6. Compliance with Securities Laws and FCA Insider Trading Policy. Each of the Investors hereby acknowledges and agrees that, from and after the Closing: (a) it is subject to restrictions on its ability to trade in FCA’s securities under the Securities Laws; (b) it is bound by, and agrees to comply with, the Securities Laws as they relate to trading in FCA’s securities; and (c) it will comply with the FCA Insider Trading Policy to the same extent that such policy applies to directors and executive officers of FCA.
7. Term. For so long as the Investors collectively hold at least 5% (five percent) of the outstanding shares of FCA (the “Minimum Percentage”), the Investors collectively shall be entitled to designate (a) the Investor Director for election to the Board pursuant Section 3(a), and (b) the Investors Observer pursuant to Section 5(a).

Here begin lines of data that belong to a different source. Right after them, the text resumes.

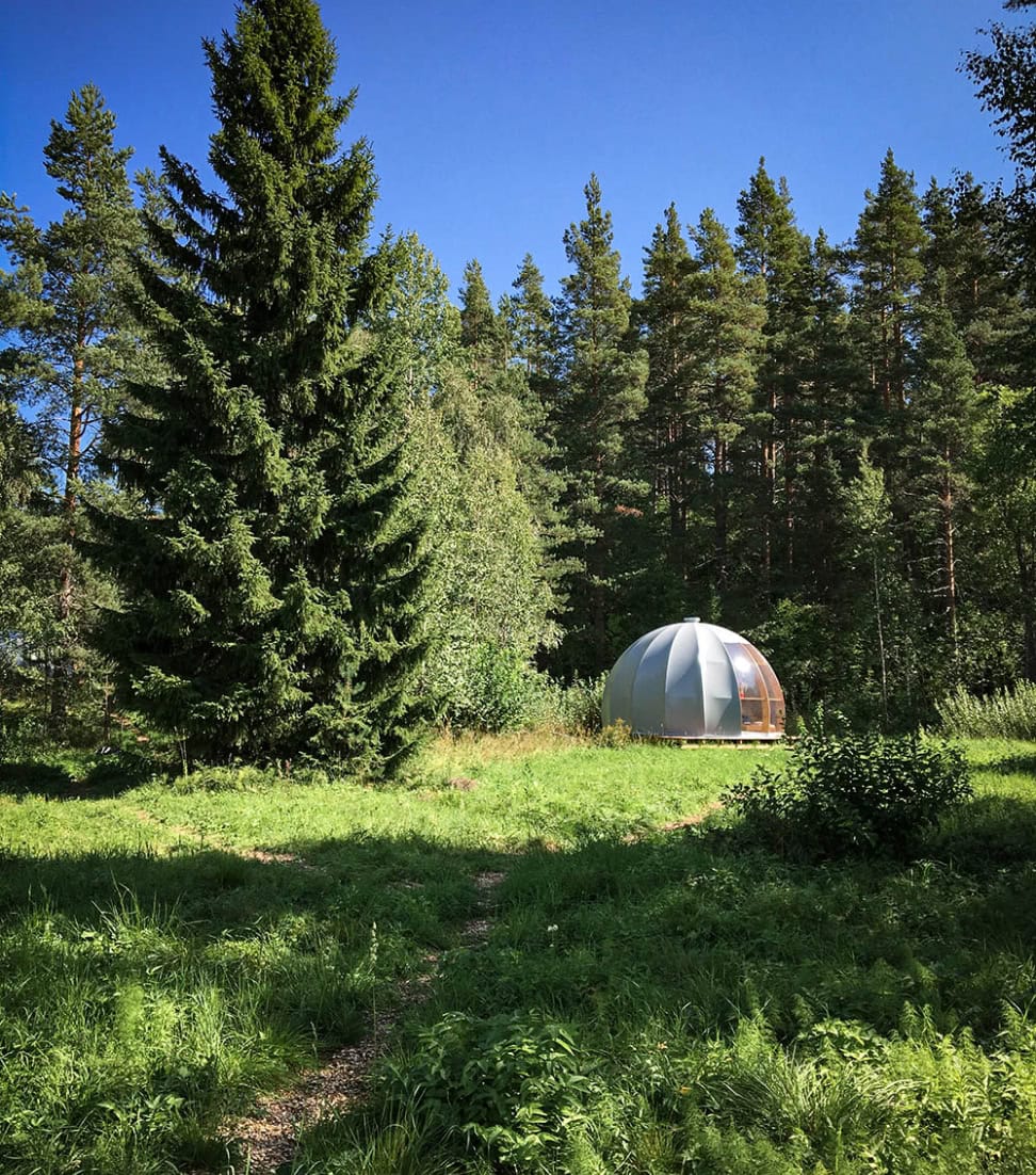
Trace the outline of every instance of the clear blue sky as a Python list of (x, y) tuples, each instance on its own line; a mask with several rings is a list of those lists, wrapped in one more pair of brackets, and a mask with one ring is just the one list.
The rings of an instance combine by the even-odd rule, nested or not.
[[(325, 0), (349, 125), (375, 149), (379, 223), (413, 229), (456, 295), (477, 256), (495, 296), (531, 251), (549, 289), (561, 235), (600, 177), (639, 289), (671, 200), (731, 227), (760, 155), (799, 223), (841, 241), (888, 147), (915, 172), (1010, 166), (957, 72), (998, 0)], [(230, 0), (9, 0), (0, 66), (0, 189), (60, 212), (42, 168), (49, 120), (95, 82), (136, 167), (160, 143), (202, 164), (214, 128), (200, 39)]]

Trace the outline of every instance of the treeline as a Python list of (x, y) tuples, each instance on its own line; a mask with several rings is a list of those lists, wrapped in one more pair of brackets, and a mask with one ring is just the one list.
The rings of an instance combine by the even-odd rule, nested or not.
[(687, 613), (799, 711), (903, 726), (1036, 677), (1036, 68), (993, 34), (968, 63), (1014, 192), (919, 192), (889, 152), (834, 244), (760, 161), (732, 229), (665, 209), (639, 296), (596, 177), (553, 296), (472, 261), (455, 306), (417, 237), (371, 242), (310, 0), (204, 42), (216, 190), (163, 150), (134, 196), (83, 87), (45, 153), (63, 217), (0, 202), (5, 721), (114, 706), (187, 758), (377, 774)]

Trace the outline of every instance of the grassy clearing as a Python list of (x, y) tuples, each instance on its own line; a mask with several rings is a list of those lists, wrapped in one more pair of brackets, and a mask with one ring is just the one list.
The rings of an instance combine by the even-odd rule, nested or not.
[(1032, 1170), (1036, 746), (970, 745), (911, 865), (654, 831), (780, 754), (458, 740), (393, 791), (0, 768), (0, 1169), (242, 1169), (227, 1115), (433, 948), (296, 1171)]

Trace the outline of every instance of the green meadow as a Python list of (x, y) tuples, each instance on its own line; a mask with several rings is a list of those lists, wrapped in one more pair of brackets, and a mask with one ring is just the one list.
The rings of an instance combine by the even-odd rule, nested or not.
[(776, 748), (7, 764), (0, 1170), (248, 1170), (235, 1117), (388, 1014), (285, 1170), (1031, 1171), (1036, 744), (967, 748), (909, 862), (746, 844), (711, 805)]

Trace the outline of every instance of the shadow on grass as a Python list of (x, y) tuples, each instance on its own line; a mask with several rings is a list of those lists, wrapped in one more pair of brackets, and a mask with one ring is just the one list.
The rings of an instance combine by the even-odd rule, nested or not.
[(110, 799), (161, 773), (161, 764), (132, 752), (0, 763), (0, 794)]
[[(904, 1006), (988, 1043), (1004, 1006), (1024, 1008), (1036, 992), (1036, 804), (1018, 799), (974, 801), (913, 864), (799, 865), (707, 827), (510, 858), (419, 837), (271, 847), (297, 860), (210, 850), (0, 858), (0, 1052), (16, 1041), (45, 1066), (55, 1047), (85, 1052), (80, 1038), (117, 1040), (125, 993), (136, 991), (162, 1015), (182, 1007), (177, 1032), (190, 1038), (204, 993), (218, 994), (218, 1014), (206, 1013), (211, 1055), (184, 1059), (174, 1034), (161, 1046), (170, 1055), (148, 1061), (142, 1085), (134, 1077), (137, 1092), (110, 1059), (95, 1070), (83, 1062), (88, 1104), (68, 1127), (55, 1117), (41, 1128), (66, 1160), (72, 1147), (89, 1167), (108, 1114), (99, 1107), (134, 1097), (157, 1106), (136, 1120), (135, 1146), (181, 1162), (215, 1154), (228, 1112), (283, 1081), (307, 1041), (311, 1055), (355, 1036), (430, 949), (439, 974), (428, 1002), (408, 1010), (401, 1047), (448, 1013), (487, 1022), (544, 1009), (618, 1058), (623, 1041), (728, 1039), (755, 1014), (785, 1043), (830, 1021), (889, 1034)], [(506, 878), (486, 941), (469, 942), (460, 928), (486, 868)], [(146, 1035), (143, 1021), (136, 1030)], [(238, 1052), (221, 1061), (220, 1048)], [(21, 1109), (41, 1096), (26, 1085)], [(186, 1124), (160, 1121), (162, 1097), (184, 1099)], [(324, 1134), (332, 1144), (334, 1127)], [(36, 1135), (25, 1135), (12, 1170), (33, 1169), (47, 1142)]]
[(1008, 754), (982, 764), (982, 771), (1000, 776), (1036, 776), (1036, 754)]

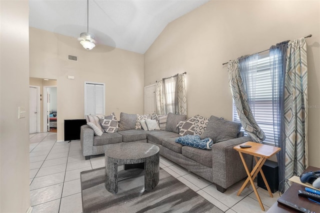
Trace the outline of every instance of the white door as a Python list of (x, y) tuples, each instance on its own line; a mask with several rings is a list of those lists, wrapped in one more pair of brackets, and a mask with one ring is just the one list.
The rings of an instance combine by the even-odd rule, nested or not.
[(144, 87), (144, 114), (156, 113), (156, 84)]
[(30, 112), (30, 128), (29, 133), (38, 132), (38, 89), (30, 86), (29, 88), (29, 112)]

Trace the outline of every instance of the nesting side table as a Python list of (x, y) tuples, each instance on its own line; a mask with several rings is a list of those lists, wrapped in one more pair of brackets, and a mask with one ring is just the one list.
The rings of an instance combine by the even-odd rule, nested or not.
[[(244, 190), (246, 184), (248, 184), (248, 182), (250, 181), (252, 188), (254, 188), (256, 196), (256, 198), (259, 202), (260, 206), (262, 210), (264, 211), (264, 206), (261, 202), (261, 199), (260, 198), (259, 194), (258, 194), (258, 192), (254, 184), (254, 180), (258, 174), (258, 173), (260, 172), (262, 178), (264, 180), (264, 184), (266, 184), (266, 188), (268, 190), (270, 196), (273, 198), (272, 192), (270, 190), (270, 187), (269, 187), (269, 184), (268, 184), (264, 174), (264, 172), (262, 170), (262, 166), (264, 166), (264, 162), (266, 162), (266, 160), (267, 159), (279, 152), (280, 150), (281, 150), (281, 148), (278, 147), (272, 146), (271, 146), (265, 145), (252, 142), (246, 142), (241, 145), (250, 145), (252, 147), (244, 148), (241, 148), (240, 147), (240, 145), (236, 146), (234, 147), (234, 148), (239, 152), (240, 158), (241, 158), (242, 162), (244, 164), (244, 168), (246, 169), (246, 172), (248, 175), (248, 178), (242, 185), (242, 186), (241, 186), (240, 190), (239, 190), (239, 192), (238, 192), (236, 195), (238, 196), (240, 195), (241, 192)], [(254, 160), (256, 160), (256, 166), (254, 168), (252, 171), (251, 171), (251, 172), (250, 172), (248, 167), (246, 164), (246, 161), (244, 158), (242, 153), (250, 154), (254, 156)], [(260, 158), (260, 159), (258, 160), (258, 158)]]

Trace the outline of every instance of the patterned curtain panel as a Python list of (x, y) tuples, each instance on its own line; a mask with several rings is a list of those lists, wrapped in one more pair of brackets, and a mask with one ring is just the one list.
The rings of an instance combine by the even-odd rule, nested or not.
[(185, 76), (178, 75), (176, 89), (178, 98), (178, 114), (186, 116), (186, 92)]
[(158, 114), (186, 115), (186, 95), (183, 74), (164, 78), (156, 82), (156, 98)]
[(254, 140), (262, 143), (266, 136), (256, 122), (250, 108), (244, 85), (240, 74), (238, 60), (229, 62), (228, 74), (229, 85), (241, 124)]
[(163, 94), (162, 81), (156, 82), (156, 114), (164, 114)]
[[(289, 42), (284, 84), (285, 178), (300, 176), (308, 166), (308, 68), (304, 38)], [(285, 185), (286, 189), (289, 183)]]

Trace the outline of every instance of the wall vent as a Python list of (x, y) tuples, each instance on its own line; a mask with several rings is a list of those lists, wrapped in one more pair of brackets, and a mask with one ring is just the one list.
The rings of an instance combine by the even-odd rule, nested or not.
[(76, 56), (68, 55), (68, 59), (69, 60), (78, 60), (78, 58)]

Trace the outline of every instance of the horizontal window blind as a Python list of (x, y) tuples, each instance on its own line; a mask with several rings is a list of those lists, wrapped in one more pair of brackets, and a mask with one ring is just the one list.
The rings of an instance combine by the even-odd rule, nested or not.
[[(279, 124), (274, 120), (272, 98), (278, 98), (278, 97), (272, 97), (272, 76), (270, 74), (270, 64), (272, 64), (268, 52), (259, 55), (256, 70), (249, 70), (252, 74), (256, 72), (255, 76), (256, 76), (252, 80), (255, 82), (249, 82), (254, 84), (254, 88), (252, 90), (247, 92), (247, 94), (254, 118), (266, 134), (264, 143), (274, 144), (274, 126), (278, 126)], [(276, 82), (278, 80), (274, 80)], [(277, 89), (274, 88), (274, 90)], [(278, 92), (274, 93), (277, 94)], [(234, 120), (240, 122), (234, 102), (233, 106)], [(243, 128), (242, 128), (242, 130), (244, 131)]]
[(104, 84), (84, 82), (84, 115), (104, 115)]

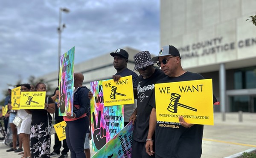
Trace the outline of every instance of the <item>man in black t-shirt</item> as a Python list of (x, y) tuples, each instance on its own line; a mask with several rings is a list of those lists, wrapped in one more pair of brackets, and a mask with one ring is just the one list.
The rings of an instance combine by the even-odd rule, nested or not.
[[(132, 75), (134, 91), (136, 91), (138, 75), (135, 72), (127, 68), (127, 63), (129, 58), (129, 54), (124, 49), (117, 49), (115, 52), (111, 53), (110, 55), (114, 57), (113, 66), (116, 70), (116, 73), (113, 75), (114, 81), (119, 80), (120, 78), (122, 77)], [(129, 118), (136, 106), (136, 103), (134, 104), (124, 106), (125, 126), (129, 123)]]
[[(158, 56), (152, 60), (159, 61), (157, 64), (168, 76), (157, 83), (204, 79), (199, 74), (184, 71), (180, 59), (180, 53), (174, 46), (166, 46), (161, 49)], [(213, 101), (214, 103), (217, 101), (214, 96)], [(156, 158), (200, 158), (204, 126), (188, 124), (181, 116), (179, 117), (179, 123), (157, 122), (155, 101), (154, 93), (149, 103), (153, 108), (147, 139), (152, 139), (155, 132)], [(170, 124), (173, 126), (168, 126)], [(148, 154), (154, 155), (152, 141), (147, 141), (145, 147)]]
[[(134, 129), (133, 133), (132, 158), (152, 158), (146, 152), (145, 144), (149, 125), (149, 116), (152, 106), (148, 104), (154, 89), (154, 83), (166, 75), (162, 71), (154, 67), (156, 62), (151, 60), (148, 51), (139, 52), (134, 56), (136, 70), (140, 75), (137, 79), (138, 86), (137, 108), (130, 118), (133, 121)], [(154, 138), (148, 141), (153, 141)]]

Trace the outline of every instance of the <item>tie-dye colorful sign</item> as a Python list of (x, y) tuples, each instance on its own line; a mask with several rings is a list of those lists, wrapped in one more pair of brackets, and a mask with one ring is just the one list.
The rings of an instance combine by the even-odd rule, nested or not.
[(123, 105), (104, 106), (102, 81), (90, 83), (93, 149), (97, 151), (124, 128)]
[(12, 89), (12, 110), (20, 109), (20, 86)]
[(6, 105), (5, 106), (3, 106), (2, 111), (3, 116), (5, 116), (5, 115), (7, 113), (7, 111), (8, 111), (8, 106), (7, 105)]
[(73, 115), (73, 87), (74, 87), (74, 60), (75, 47), (61, 55), (59, 75), (59, 116)]
[(105, 80), (102, 84), (105, 106), (134, 103), (131, 75), (121, 78), (117, 82), (113, 79)]
[(133, 129), (131, 121), (92, 158), (131, 158)]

(a) Governing Law. This Agreement shall be governed by and construed in accordance with the laws of the State of Illinois without regard to principles of conflict of laws. This Agreement may be executed in any number of counterparts (including via facsimile or other electronic transmission), each of which shall be an original, but all of which together shall constitute one instrument. All notices and other communications that are required to be or may be given pursuant to this Agreement shall be in writing and shall be deemed to have been duly given if delivered in person or by courier or by a national overnight courier services to the relevant Party at the address or facsimile number provided by the Parties from time to time. This Agreement and all the obligations and benefits hereunder shall inure to the successors and permitted assigns of the Parties. No Party may assign any rights or obligations hereunder to any other person without the prior written consent of each other Party. Any term of this Agreement may be amended and the observance of any term of this Agreement may be waived (either generally or in a particular instance, and either retroactively or prospectively) only with the written consent of the Parties hereto. This Agreement shall be terminated in all respects if the Closing does not occur for any reason.
(b) Time of Essence. Times shall be of the essence of this Agreement.
(c) Entire Agreement. This Agreement contains the entire understanding of the Parties with respect to the subject matter hereof and may be amended only by an agreement in writing executed by Parties hereto.
(d) Further Assurances. Each Party agrees to take or cause to be taken further actions, and to execute, deliver and file or cause to be executed, delivered and filed such
further documents and instruments, and to obtain such consents, as may be reasonably required or requested by the other Parties in order to effectuate fully the purposes, terms and conditions of this Agreement.
(e) Severability. If any provision of this Agreement is determined by a court of competent jurisdiction to be invalid, illegal, or unenforceable in any respect, all other provisions of this Agreement shall nevertheless remain in full force and effect so long as the economic or legal substance of the transactions contemplated hereby is not affected in any manner materially adverse to any Party hereto. Upon such determination that any term or provision is invalid, illegal or incapable of being enforced, the Parties hereto shall negotiate in good faith to modify this Agreement so as to effect the original intent of the Parties hereto as closely as possible in an acceptable manner to the end that transactions contemplated hereby are fulfilled to the extent possible.